Recherches en cours

La pêche professionnelle à Trouville-sur-Mer : extraits d'enquête

De juin à décembre 2023, Léa Paysant a mené une enquête de terrain sur la pêche professionnelle et contemporaine dans le port de Trouville-sur-Mer dans le Calvados. Ce travail de terrain consistait à rencontrer les acteurs de la pêche trouvillaise et à partager leur quotidien en appliquant la méthode de l’observation participante.

Retour de coquilles

Cette année, les marins trouvillais attendaient l’ouverture de la pêche à la coquille Saint-Jacques avec impatience. Parfois surnommée « l’or blanc », la coquille s’apparente de plus en plus au salut du marin pêcheur, et ce, d’autant plus après une saison au poisson peu opulente : « cette année ça a été une année catastrophique en soles ».En cette fin d’après-midi de novembre, lorsque la mer est haute et qu’elle autorise les chalutiers à rentrer au port, le quai de Trouville-sur-Mer est pris d’une certaine effervescence. Le grand rideau de fer du mareyeur s’ouvre, les camions frigorifiques se mettent en route, les quelques promeneurs ralentissent : le moment de la débarque est venu.

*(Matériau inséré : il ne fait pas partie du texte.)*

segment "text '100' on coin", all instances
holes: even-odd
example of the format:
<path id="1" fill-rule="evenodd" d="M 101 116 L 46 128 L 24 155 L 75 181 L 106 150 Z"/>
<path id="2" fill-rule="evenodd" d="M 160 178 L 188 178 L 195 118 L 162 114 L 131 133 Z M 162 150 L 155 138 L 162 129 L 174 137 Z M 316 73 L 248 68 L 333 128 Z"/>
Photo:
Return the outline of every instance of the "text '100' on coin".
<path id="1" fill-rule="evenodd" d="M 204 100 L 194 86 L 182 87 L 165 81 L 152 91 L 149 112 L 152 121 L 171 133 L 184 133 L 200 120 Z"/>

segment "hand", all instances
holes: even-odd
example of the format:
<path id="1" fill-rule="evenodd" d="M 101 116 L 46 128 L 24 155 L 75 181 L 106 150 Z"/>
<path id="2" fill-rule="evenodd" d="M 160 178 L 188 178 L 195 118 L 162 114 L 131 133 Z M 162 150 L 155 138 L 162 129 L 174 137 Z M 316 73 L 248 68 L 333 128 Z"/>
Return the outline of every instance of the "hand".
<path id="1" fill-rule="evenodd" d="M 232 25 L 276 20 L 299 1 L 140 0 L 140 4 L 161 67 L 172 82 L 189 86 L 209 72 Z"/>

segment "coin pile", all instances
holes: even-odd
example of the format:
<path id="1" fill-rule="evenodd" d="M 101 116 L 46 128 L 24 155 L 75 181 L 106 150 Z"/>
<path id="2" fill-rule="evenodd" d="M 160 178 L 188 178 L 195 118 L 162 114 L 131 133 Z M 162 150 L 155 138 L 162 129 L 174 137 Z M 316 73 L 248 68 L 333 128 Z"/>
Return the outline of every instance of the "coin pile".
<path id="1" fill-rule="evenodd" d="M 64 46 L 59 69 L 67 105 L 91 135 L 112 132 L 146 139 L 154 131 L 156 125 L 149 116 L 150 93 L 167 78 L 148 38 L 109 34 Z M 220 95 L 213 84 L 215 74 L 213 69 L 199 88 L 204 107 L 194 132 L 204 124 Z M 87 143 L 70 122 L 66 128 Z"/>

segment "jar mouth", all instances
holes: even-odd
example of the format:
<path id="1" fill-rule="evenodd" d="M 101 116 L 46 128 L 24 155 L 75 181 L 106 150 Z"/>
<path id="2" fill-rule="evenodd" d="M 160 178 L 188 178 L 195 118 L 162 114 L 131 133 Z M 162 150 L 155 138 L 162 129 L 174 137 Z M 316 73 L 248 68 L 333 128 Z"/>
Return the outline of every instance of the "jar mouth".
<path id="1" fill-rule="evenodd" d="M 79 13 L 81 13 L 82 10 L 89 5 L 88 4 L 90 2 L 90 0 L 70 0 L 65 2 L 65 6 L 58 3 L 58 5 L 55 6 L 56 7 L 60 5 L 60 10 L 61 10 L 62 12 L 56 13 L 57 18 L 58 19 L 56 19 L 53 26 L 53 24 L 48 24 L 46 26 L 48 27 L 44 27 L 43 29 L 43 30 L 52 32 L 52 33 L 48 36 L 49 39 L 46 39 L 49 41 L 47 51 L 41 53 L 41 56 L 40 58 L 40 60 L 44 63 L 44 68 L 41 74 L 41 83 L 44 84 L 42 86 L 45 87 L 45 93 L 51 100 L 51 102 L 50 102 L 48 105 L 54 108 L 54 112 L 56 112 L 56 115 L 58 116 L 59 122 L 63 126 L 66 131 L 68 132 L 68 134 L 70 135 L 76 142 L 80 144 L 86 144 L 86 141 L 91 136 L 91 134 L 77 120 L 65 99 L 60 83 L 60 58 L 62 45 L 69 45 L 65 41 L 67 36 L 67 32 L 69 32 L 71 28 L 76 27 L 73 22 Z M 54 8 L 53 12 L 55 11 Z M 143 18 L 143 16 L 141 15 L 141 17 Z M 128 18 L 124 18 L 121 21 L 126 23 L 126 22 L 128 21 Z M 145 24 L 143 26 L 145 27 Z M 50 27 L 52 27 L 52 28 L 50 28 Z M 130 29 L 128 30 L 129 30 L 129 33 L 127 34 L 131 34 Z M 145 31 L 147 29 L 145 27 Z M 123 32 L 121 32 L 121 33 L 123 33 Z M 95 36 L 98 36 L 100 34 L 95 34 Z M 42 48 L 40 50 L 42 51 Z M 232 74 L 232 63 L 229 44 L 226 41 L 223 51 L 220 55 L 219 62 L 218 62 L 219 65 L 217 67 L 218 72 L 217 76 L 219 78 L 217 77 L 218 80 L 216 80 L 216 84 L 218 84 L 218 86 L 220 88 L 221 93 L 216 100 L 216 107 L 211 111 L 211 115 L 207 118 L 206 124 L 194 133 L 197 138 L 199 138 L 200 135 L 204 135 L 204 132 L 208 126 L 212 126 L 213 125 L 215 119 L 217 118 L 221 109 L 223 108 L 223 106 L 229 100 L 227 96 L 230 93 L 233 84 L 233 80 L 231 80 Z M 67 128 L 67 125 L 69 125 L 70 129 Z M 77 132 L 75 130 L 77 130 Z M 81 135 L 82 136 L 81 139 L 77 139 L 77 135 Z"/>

Le saviez-vous ? Aujourd’hui, bien que le port de Trouville-sur-Mer soit reconnu pour la pêche au maquereau, c’est surtout la pêche à la coquille Saint-Jacques qui est la plus importante pour l’activité halieutique du port. Elle représente environ 70% du chiffre d’affaires du secteur et bénéficie du label « Label Rouge ». Les marins pêcheurs ont largement contribué à l’abondance de la coquille Saint-Jacques en Baie de Seine : par le biais du Comité Régional des Pêches Maritimes et des Élevages Marins de Normandie, ils ont progressivement et communément décidé de mettre en place des réglementations pour une exploitation raisonnable de la ressource.

//Filer, traîner, virer, trier//

« Le bateau fait route vers sa zone de pêche, les matelots s’affairent sur le pont. Je rejoins le patron dans la passerelle, il m’explique sa stratégie de pêche. Je retiens que cette nuit, ils traîneront le chalut à sole dans les ridains puis, au lever du jour, ils feront route vers le nord pour filer au maquereau. (…) La mer est presque d’huile, le soleil est au rendez-vous, le temps est radieux. » (Journal : 39)

Une fois que le navire est arrivé sur la zone de pêche, l’équipage ne perd pas de temps, les matelots enfilent leurs gants et descendent sur le pont : il est l’heure de mettre le chalut à l’eau.

« Au moment de filer le chalut, le bateau ralenti beaucoup, à tel point que j’ai l’impression qu’il n’avance plus. Les matelots mettent le chalut à l’eau en s’assurant qu’il se déroule dans le bon sens » (ibid.)

Lorsque le chalut est en place à l’arrière du navire, il est traîné lentement et prend sa forme d’entonnoir dans l’eau.
La durée du trait dépend du type de pêche pratiqué : le chalut peut être traîné 1h ou bien jusqu’à 3h.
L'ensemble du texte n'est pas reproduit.